Our house has been in renovation since January, and will be for quite some time. Thank goodness I have an escape from the dust and mess that's going on in the house. It will all be worth it when it's done, but it's nice to immerse myself in something other than painting walls and sweeping drywall dust.
I love my studio. It's like going to a retreat, and all I have to do to get there is cross my driveway. This is what sold me on this piece of property. Well, the view isn't bad, either.
The building was a fruit packing shed at one time, but I saw the potential for a great studio space. I believe it has been several things in between the fruit packing shed and studio, such as an RVrepair building and a motorcycle workshop. I think it was destined to be a studio.
So, While the construction workers are doing their thing, I'm doing my thing. This is a piece I started several months ago. The Art Quilt Association's last show challenge was Illumination. I had a picture that I took at a friends house in Anchorage. They have a great view of the city and Cook Inlet, and I loved the way the sun was illuminating the trees. I decided this would be a good subject for my quilt.
I decided to continue playing with placing loose squares of fabric directly on to the batting, with canvas as the backing. I've been playing with this technique on smaller pieces, but decided to try a larger piece. Below is the start. I don't use fusible web with this technique, but lay the fabric directly on the batting. Fusible web is great, I just don't like to use it on an entire piece. I think it makes the piece too stiff, but that's just my opinion. There are some amazing quilts out there made with a lot of fusing.

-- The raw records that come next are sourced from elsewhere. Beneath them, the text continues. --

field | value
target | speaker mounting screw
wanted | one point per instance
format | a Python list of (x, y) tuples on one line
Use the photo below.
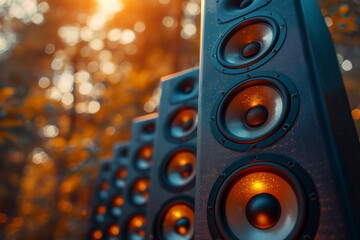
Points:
[(313, 196), (294, 95), (306, 237), (291, 164)]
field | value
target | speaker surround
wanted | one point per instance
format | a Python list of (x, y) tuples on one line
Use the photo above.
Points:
[(182, 124), (178, 169), (255, 112), (249, 43), (263, 196), (176, 219)]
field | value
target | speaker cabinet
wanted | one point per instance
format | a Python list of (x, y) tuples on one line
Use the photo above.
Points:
[(136, 192), (100, 198), (278, 155), (115, 202), (170, 212)]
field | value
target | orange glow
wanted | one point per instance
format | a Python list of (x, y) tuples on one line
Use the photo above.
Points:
[(97, 234), (122, 173), (262, 221), (104, 186), (101, 209), (3, 218), (142, 185), (119, 201), (114, 230), (146, 152), (182, 230)]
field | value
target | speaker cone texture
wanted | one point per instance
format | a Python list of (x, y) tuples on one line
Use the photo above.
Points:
[(136, 228), (178, 222), (184, 123), (117, 204), (140, 192), (120, 177), (180, 169), (143, 160), (253, 111)]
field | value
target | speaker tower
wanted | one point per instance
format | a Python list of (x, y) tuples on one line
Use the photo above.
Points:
[(170, 212), (278, 153)]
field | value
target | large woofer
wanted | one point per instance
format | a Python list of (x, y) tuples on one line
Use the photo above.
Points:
[(100, 213), (135, 229), (140, 192), (255, 112), (120, 177), (104, 190), (249, 44), (177, 221), (179, 169), (265, 199), (143, 159), (182, 124), (116, 205)]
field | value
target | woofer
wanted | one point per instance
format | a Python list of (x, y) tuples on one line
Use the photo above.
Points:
[(135, 229), (140, 192), (249, 43), (182, 124), (255, 112), (179, 169), (227, 10), (143, 159), (176, 220), (120, 177), (270, 198), (116, 205)]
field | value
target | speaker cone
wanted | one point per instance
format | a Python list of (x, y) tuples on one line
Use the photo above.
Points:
[(255, 112), (177, 222), (114, 231), (120, 177), (143, 160), (136, 228), (180, 169), (140, 192), (100, 213), (117, 204), (104, 190), (263, 200), (183, 124)]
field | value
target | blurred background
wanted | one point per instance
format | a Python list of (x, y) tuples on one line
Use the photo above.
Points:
[(73, 74)]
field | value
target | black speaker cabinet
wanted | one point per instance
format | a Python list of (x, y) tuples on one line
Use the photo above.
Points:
[(100, 198), (115, 202), (136, 192), (170, 212), (278, 155)]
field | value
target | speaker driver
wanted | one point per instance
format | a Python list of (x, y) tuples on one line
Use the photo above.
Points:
[(264, 200), (177, 221), (255, 112), (140, 192), (183, 124), (143, 159), (136, 228), (117, 204), (179, 170), (248, 44), (120, 177)]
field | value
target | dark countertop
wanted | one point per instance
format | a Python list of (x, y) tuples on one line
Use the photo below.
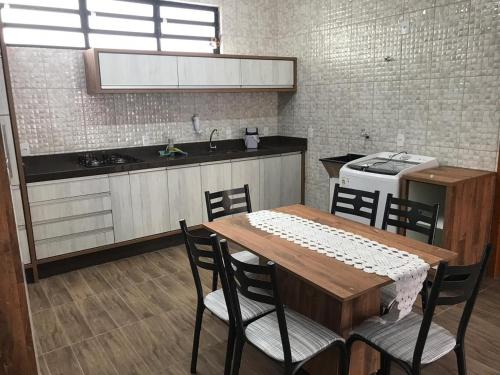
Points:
[(60, 166)]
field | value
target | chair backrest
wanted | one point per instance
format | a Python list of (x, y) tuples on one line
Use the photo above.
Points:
[(363, 203), (452, 285), (222, 203), (410, 215), (255, 282), (200, 253)]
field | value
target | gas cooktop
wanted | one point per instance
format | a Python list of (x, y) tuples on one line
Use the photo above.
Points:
[(102, 159)]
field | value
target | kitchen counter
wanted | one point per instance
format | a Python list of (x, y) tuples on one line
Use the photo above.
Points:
[(61, 166)]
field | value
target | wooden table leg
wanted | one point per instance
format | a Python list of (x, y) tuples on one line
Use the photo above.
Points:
[(339, 316)]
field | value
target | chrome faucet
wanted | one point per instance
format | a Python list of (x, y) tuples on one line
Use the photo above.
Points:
[(211, 146)]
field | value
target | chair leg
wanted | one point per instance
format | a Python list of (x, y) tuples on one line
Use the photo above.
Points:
[(424, 294), (229, 350), (196, 338), (462, 366), (238, 352)]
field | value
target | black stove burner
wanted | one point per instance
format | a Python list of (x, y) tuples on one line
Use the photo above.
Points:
[(92, 160)]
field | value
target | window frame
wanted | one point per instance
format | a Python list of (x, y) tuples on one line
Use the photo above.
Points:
[(85, 29)]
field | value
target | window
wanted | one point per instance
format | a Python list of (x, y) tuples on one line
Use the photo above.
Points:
[(127, 24)]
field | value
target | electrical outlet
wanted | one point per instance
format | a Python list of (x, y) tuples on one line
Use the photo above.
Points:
[(405, 26), (25, 148), (400, 140)]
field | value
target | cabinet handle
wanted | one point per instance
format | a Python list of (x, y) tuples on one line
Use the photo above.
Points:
[(7, 150)]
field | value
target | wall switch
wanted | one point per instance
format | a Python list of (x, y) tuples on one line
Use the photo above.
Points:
[(405, 26), (400, 140), (25, 148)]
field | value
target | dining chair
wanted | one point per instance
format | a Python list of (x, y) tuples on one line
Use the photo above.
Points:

I kept moving and playing with the squares until I had the desired placement. There was a lot of moving of squares going on for awhile. Looks good......no, doesn't look right.....change that color here, move that color there. You get the picture.
Once I had the squares placed the way I wanted them, I placed water soluble Solvy over the entire piece, then stitched all the squares down. I am basically getting the quilting of the piece done at the same time. After I rinsed the Solvy away, I had to figure out how to portray the brightness of the sunset, and the silhouettes of the trees. And, what about the evergreen trees? How should I do them?
An orb for the sun worked out great, but the trees were giving me angst. Do I paint or stitch them on? I wanted the trees to have a lot of texture, so I cut some rough shapes for the evergreen trees, then stitched more tree shapes on Solvy water soluble stabilizer. I overlaid these on to the fabric tree shapes.
Now, for the silhouettes. I drew some tree shapes, and cut a stencil. At first I thought I would paint them on, but then realized I wanted them to have more dimension, so decided stitching would work better.
I cut fabric for the trunks, then stitched the branches, overlapping threads until I had the desired effect. I felt it still needed more, so I cut branch shapes from sheer fabric and fused the shapes below and in between the stitched branches. This is one area where fusing worked well for me. I wanted the piece to evoke the feeling of looking down on to the Cook Inlet, and since it was a winter scene, I decided to place some snow banks in the foreground and paint a bit of snow on the evergreen trees. Below is the end result. It did get juried in to the show, and was included in the juror's (Maggie Weiss) top five choices, so I was pretty excited about that!
More recently, I've taken advantage of the warm weather and have had some fun with rust dyeing. Using the rusty pieces I've picked up from the scrap metal yard, I've created some interesting fabrics. Here's a little number I created for a word challenge from the critique group I participate in, The Raven Mavens. I had everyone draw a word from a hat, and we all had to come up with a piece, with our interpretation of the word. My word was COIL. This was great fun, and be sure to check out the Raven Mavens blog for other challenges we have had.
Here are some other rust pieces that are waiting to be stitched.
So, as the construction workers make dust, I make fabric. It's all good!